Barbados Water Authority Limited (BWA), a government statutory corporation, is the sole provider of water services. Water supplied by the BWA in Barbados is pumped from wells within natural coral aquifers. The geology of Barbados is mostly composed of karst limestone which acts as a filter medium within the aquifers. The water service in Barbados is reliable and the water supply is safe and refreshing to drink; although the water source naturally of high quality, the BWA treats the potable water supply with chlorine to comply with World Health Organization (WHO) standards.

==Desalination plant==
Due to high demand, a desalination plant was built to augment the existing groundwater. Currently supplying for up to 20 per cent of the population, the joint General Electric and Williams Industries-owned facility at Brighton, St.

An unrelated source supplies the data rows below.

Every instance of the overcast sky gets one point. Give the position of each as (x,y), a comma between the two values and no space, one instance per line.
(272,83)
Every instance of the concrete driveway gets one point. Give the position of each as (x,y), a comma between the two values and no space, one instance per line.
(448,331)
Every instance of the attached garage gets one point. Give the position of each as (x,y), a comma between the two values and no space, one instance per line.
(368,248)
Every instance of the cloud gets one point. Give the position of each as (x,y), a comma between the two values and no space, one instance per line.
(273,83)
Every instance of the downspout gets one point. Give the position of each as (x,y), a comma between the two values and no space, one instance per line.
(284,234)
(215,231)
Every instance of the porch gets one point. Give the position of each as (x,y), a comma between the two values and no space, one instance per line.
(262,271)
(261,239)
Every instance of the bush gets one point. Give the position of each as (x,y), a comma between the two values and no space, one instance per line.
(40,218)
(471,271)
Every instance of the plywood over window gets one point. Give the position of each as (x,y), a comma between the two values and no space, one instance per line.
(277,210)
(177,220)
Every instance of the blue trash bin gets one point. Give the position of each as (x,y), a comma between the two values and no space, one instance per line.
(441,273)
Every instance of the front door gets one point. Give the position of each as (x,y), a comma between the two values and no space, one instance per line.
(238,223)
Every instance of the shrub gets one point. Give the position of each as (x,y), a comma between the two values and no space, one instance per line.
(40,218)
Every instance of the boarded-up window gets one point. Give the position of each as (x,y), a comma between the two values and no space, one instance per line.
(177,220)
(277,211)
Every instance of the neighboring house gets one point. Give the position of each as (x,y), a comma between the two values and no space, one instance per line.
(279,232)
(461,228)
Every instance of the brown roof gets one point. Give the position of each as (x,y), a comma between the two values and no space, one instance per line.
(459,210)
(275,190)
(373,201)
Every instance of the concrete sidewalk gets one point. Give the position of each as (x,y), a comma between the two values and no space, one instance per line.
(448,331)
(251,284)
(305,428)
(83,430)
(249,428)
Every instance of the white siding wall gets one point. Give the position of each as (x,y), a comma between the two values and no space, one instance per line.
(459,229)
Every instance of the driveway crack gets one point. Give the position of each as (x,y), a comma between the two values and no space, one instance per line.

Michael; it currently produces about 23,000 cubic metres of potable water per day, (with maximum capacity for 30,000 cubic metres.)
The plant takes brackish water from ten 80-foot wells located near its St. Michael operation and the water is pretreated and then desalted to produce potable water.

==Distribution network==
Typically, water is conveyed by pumps at the individual sources to elevated reservoirs for storage before distribution to consumers by gravity. The headquarters of the BWA are at The Pine in St Michael.

Prior to the introduction of indoor plumbing to all of the houses on the island, it was a common practice for most areas in Barbados to have a communal-based standpipe. Neighbourhood standpipes have since been turned off at many points across the island due to several instances where persons were found using the standpipe to conduct things like washing their cars in order to avoid paying for the high water usage at their residence.